Recovering the Lost Art of Reading, Leland Ryken and Glenda Faye Mathes. Wheaton, IL: Crossway, 2021.
Summary: An invitation to artful reading, considering its decline, different kinds of literature and how we read them, and the art of reading well to discover goodness, truth, and beauty.
Much has been made over the supposed decline in reading, and contradictory statistics that show a rise in reading (especially during the pandemic). What is evident is that how and what we read has gone through changes. We read more on screens and audio and browse and scroll. There are questions about the loss of the ability to attend to longform writing.
The two authors of this book, one a literature professor, the other a professional writer, and both lovers of literature contend that what may be in decline is artful readers and have written this book to describe what it means to recover this art. They write:
“Reading a book immerses oneself into an extensive work. When this is done receptively and thoughtfully, it becomes artful reading. Some people call it “deep reading” and believe it is in deep trouble” (p. 23).
The authors believe that in our loss of artful or deep reading, we have lost leisure, self transcendence, contact with the past and with essential human experience, edification and an enlarged vision. The writers advocate for participation that both receives and responds to what the author has written, both actively listening (“obeying” in its original sense) and responding. It discerns both one’s own perspective and that of the author. In Dorothy Sayers words, there is the Book as Thought, the Book as Written, and the Book as Read.
Moving on from this introduction to artful reading, the authors consider what literature is in its different kinds. They note with sadness the shift from “literature” to “texts” in contemporary literary studies, but maintain the language of literature, distinguishing it from expository writing as concerned with the concrete rather than the abstract. The axiom of literature is to “show, not tell.” They further describe literature as experiential, concrete, universal, interpretive, and artistic. They defend the importance of literature as a portrayal of human experience, for seeing ideas rightly, and for the enjoyment of beauty. It transports us into imagined worlds, giving us renewed perspective on our own as well as refreshment.
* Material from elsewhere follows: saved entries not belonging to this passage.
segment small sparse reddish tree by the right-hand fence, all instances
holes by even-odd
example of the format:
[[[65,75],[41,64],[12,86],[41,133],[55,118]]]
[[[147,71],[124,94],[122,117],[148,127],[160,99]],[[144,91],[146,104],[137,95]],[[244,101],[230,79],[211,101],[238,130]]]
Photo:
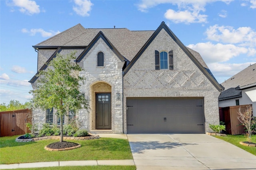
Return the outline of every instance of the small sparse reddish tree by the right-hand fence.
[[[244,112],[241,112],[241,107],[239,107],[237,118],[246,129],[246,137],[248,139],[248,142],[251,142],[252,132],[255,131],[253,127],[256,123],[255,117],[252,114],[251,105],[246,106],[246,110],[244,110]]]

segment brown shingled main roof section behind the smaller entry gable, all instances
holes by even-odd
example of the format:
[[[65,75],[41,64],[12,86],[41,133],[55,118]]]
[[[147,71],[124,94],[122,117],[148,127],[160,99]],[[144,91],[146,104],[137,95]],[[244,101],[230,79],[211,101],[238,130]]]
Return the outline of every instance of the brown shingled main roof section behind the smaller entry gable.
[[[56,46],[88,46],[100,31],[118,52],[130,61],[154,33],[154,31],[130,31],[127,28],[84,28],[81,24],[77,24],[33,47],[38,49],[56,48]]]

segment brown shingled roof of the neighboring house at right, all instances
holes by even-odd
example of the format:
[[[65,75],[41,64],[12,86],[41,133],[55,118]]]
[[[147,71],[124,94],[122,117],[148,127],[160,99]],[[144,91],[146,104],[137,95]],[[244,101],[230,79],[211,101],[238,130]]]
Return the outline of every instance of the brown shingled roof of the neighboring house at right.
[[[256,86],[256,64],[252,64],[222,83],[225,89],[246,89]]]

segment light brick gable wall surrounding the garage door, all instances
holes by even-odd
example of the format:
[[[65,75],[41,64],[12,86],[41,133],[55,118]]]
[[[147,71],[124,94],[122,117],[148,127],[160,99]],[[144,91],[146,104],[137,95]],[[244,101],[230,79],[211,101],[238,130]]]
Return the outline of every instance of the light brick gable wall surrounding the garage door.
[[[155,50],[173,50],[174,70],[155,70]],[[208,124],[219,124],[220,92],[162,29],[124,76],[124,108],[129,97],[203,97],[206,132]],[[124,132],[126,109],[124,109]]]

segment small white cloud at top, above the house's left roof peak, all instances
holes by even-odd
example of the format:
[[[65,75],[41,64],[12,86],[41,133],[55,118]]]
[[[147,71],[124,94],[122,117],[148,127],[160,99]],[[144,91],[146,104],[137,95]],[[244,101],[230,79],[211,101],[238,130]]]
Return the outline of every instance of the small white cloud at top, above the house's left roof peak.
[[[92,10],[92,2],[90,0],[74,0],[76,6],[73,6],[73,10],[80,16],[89,16],[90,10]]]

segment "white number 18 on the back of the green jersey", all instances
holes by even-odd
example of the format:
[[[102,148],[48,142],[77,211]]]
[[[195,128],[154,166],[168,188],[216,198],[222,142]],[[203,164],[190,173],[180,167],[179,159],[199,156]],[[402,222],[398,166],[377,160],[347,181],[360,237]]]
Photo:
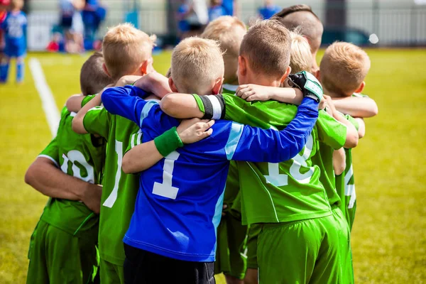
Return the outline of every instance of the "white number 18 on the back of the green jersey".
[[[290,167],[290,175],[300,183],[309,183],[310,179],[314,173],[314,168],[310,167],[306,173],[300,173],[300,168],[302,166],[307,167],[306,160],[310,157],[312,153],[312,146],[314,145],[314,138],[312,134],[307,138],[305,148],[302,155],[298,153],[292,159],[293,164]],[[279,173],[279,164],[278,163],[268,163],[268,175],[265,175],[266,182],[275,185],[276,187],[288,185],[288,175]]]

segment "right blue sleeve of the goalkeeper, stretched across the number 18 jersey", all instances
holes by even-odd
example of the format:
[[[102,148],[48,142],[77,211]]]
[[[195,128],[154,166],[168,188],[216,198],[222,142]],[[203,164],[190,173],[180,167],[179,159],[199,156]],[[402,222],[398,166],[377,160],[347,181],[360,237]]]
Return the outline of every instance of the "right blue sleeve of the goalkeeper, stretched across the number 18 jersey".
[[[228,160],[279,163],[302,151],[318,118],[318,103],[305,98],[293,121],[282,131],[232,123],[225,146]]]

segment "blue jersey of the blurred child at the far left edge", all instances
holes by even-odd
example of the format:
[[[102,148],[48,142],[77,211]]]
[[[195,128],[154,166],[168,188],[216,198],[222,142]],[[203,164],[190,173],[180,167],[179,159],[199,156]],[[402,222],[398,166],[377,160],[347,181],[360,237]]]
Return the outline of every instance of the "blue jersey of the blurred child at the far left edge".
[[[1,24],[5,31],[6,53],[9,57],[20,57],[26,53],[26,15],[22,11],[9,12]]]

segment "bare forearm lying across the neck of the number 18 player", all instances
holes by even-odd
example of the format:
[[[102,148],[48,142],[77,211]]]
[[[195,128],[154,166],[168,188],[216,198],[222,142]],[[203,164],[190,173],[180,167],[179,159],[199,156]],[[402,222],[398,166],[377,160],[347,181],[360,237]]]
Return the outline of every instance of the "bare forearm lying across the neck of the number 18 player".
[[[257,84],[243,84],[236,89],[236,95],[247,102],[268,101],[273,99],[278,102],[300,105],[303,93],[300,89],[291,87],[266,87]]]

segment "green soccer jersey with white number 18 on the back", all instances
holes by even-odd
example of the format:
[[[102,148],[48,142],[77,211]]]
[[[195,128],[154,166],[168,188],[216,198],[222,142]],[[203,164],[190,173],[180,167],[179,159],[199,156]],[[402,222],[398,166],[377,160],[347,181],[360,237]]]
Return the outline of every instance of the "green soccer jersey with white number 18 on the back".
[[[203,103],[207,100],[198,96],[195,99],[200,109],[213,108],[217,118],[263,129],[283,129],[297,112],[294,105],[274,101],[246,102],[231,94],[209,96],[208,104],[211,105],[207,108]],[[320,111],[305,147],[293,159],[282,163],[237,162],[243,224],[292,222],[332,214],[320,182],[320,168],[311,160],[317,152],[317,141],[334,149],[342,148],[346,126]]]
They consider how we read different types of literature: story, poetry, novels, fantasy, children’s books, creative non-fiction and the Bible as a literary work. I so valued their simple instruction for poetry–slow down! In the reading of fantasy, they distinguish between escape and escapism, noting with C.S. Lewis that reading is always an escape, but one that ought give fresh perspective on the human condition. They address how to choose good books for children and the vital importance of reading and talking about books together.
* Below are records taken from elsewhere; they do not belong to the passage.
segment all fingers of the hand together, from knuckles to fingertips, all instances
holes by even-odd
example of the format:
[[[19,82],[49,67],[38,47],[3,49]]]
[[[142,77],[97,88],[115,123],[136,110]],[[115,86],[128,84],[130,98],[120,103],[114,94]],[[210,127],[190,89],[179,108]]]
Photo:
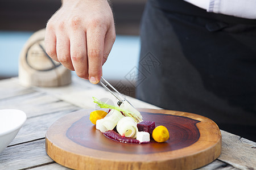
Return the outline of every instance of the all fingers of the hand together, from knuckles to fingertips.
[[[89,28],[86,32],[73,29],[69,34],[58,31],[56,36],[51,29],[47,31],[46,51],[52,59],[61,62],[69,70],[75,70],[79,77],[89,79],[94,84],[100,81],[102,65],[115,41],[114,28],[106,33],[101,27]]]

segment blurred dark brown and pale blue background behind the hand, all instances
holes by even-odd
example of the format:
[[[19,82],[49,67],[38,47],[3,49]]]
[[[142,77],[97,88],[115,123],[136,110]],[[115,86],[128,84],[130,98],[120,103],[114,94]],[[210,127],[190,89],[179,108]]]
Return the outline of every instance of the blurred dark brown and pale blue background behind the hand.
[[[146,0],[112,0],[117,38],[103,67],[112,83],[122,80],[138,66],[139,24]],[[45,28],[61,0],[0,1],[0,79],[18,76],[19,53],[28,38]],[[134,94],[130,94],[133,96]]]

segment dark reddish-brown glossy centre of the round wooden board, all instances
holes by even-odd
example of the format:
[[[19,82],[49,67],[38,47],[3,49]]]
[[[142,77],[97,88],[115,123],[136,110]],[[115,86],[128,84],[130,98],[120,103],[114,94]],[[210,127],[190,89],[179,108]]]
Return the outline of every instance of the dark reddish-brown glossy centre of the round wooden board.
[[[147,145],[116,142],[105,137],[100,130],[96,130],[89,120],[89,115],[73,123],[67,130],[66,136],[84,147],[123,154],[153,154],[179,150],[191,146],[200,138],[199,129],[196,126],[200,121],[171,114],[141,113],[144,121],[155,121],[156,126],[166,126],[170,139],[163,143],[151,140]]]

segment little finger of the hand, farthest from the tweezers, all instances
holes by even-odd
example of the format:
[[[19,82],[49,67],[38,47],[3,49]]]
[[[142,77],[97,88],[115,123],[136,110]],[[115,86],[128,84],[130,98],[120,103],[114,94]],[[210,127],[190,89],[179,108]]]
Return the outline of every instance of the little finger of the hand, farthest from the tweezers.
[[[46,46],[46,53],[55,61],[59,62],[56,53],[56,36],[53,28],[47,24],[46,36],[44,37],[44,44]]]

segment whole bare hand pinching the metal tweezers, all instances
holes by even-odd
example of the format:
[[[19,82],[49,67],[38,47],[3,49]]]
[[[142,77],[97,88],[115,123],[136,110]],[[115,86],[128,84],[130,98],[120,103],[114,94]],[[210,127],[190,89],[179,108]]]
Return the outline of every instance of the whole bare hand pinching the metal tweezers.
[[[46,27],[47,54],[91,83],[100,82],[102,65],[115,41],[107,0],[63,0]]]

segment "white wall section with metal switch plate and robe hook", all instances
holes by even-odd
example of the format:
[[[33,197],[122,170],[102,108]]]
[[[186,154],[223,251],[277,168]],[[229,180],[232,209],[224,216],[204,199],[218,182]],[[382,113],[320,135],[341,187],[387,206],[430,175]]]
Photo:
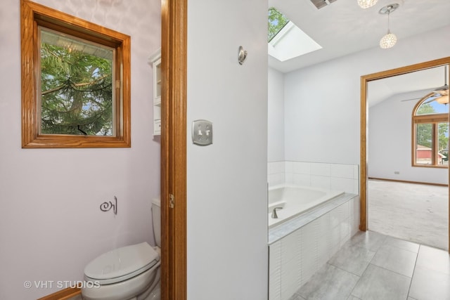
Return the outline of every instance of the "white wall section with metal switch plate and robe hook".
[[[212,145],[186,137],[188,299],[267,299],[266,15],[266,0],[188,2],[187,128],[214,124]]]

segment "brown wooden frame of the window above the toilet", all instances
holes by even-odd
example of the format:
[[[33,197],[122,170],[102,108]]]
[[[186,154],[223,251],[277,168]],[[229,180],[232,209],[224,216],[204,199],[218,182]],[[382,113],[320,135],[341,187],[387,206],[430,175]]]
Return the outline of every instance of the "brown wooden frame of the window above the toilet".
[[[115,136],[39,133],[39,26],[115,49]],[[20,50],[22,148],[131,147],[131,37],[32,1],[21,0]]]

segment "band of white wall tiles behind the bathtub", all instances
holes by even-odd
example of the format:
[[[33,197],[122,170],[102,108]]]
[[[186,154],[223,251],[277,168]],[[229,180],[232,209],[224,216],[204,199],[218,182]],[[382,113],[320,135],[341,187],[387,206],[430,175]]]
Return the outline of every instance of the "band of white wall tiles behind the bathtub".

The last part of the book returns to the recovery of the art of reading. Fundamentally, we recover by discovering good books and the good, the true, and the beautiful within them. We discern and assess the truth-claims in a book. We consider the moral perspective of the book–does it make the good or the evil attractive and who is valorized? We notice the use of language to point toward beauty, and the beautiful God. They describe excellence in beginnings, middles and ends.
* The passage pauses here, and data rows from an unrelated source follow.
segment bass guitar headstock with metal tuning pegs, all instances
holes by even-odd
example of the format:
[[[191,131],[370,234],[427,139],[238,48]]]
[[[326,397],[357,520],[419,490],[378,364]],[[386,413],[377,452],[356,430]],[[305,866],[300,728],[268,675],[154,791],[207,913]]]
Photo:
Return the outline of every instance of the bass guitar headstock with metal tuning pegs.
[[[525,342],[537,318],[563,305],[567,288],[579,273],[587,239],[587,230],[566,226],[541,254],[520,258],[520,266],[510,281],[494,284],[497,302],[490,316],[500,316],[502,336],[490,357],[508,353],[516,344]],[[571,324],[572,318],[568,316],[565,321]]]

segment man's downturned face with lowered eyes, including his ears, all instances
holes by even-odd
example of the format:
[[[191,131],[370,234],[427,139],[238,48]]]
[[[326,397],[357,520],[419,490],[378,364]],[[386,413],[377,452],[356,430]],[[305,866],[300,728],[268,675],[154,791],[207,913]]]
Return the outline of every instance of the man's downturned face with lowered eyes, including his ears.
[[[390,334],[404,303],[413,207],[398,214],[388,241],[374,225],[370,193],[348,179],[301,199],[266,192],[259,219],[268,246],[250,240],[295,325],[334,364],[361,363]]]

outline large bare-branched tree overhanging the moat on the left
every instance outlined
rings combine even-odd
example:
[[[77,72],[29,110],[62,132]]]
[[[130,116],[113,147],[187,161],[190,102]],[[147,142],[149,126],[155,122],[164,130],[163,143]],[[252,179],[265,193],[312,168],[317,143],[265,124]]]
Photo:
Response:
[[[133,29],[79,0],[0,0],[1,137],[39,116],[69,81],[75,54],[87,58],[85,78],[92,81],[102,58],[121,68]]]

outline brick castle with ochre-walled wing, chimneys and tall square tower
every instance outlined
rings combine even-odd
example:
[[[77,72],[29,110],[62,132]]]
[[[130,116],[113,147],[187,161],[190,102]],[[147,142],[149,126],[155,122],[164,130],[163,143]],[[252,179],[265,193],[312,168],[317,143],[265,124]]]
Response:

All of this only makes sense in the context of our reading choices. They encourage us to embrace our freedom to read and observe in very practical terms the time thieves that rob us of precious hours. They consider how we choose good books and the role good literature plays in creativity and in one’s spiritual life.
I think one of the most valuable aspects of this book is the encouragement of leisurely, slow, and reflective engagement with good works, whatever their genre. They help us attend to plot, character, setting, and behind all this, the perspective of the author and the insights we gain into our common human condition. Their invitation to be participants in the work with the author while continuing to discern strikes a good balance.
I would have liked to see some book recommendations for those wanting to recover the art. Certainly, the authors mention books throughout, and the ones mentioned are worthwhile, but some bibliographies might have helped. Also while the authors discuss goodness and evil in literature, they don’t discuss beauty and ugliness, only beauty. The ugliness of the post-nuclear world in Cormac McCarthy’s The Road is a crucial offset to the beauty of the love of father and son. Sometimes, Christian literature seems too beautiful, in ways trite and artificial. The beauty and the healing comfort of Lothlorien gains its power from the horrors of Moria and the loss of Gandalf.
Those who practice any art always have a sense they could be better at their art. Reading is also an art. This book reminded me of ways I may be ever-improving at that art. I can work to remove the distractions to attentive reading. I may slow down, especially to savor a poem. I may re-read great works. I may attend to the story and the questions it opens up about the universal human condition. I may allow the book to enlarge my perspective if I give myself to it both attentively and discerningly, both open and observant. Ryken and Mathes invite us, whether the neophyte or the seasoned reader, to an ever-growing practice of the art of reading. After all, it is not how much, but how well we read.
Disclosure of Material Connection: I received a complimentary review copy of this book from the publisher in exchange for an honest review. The opinions I have expressed are my own.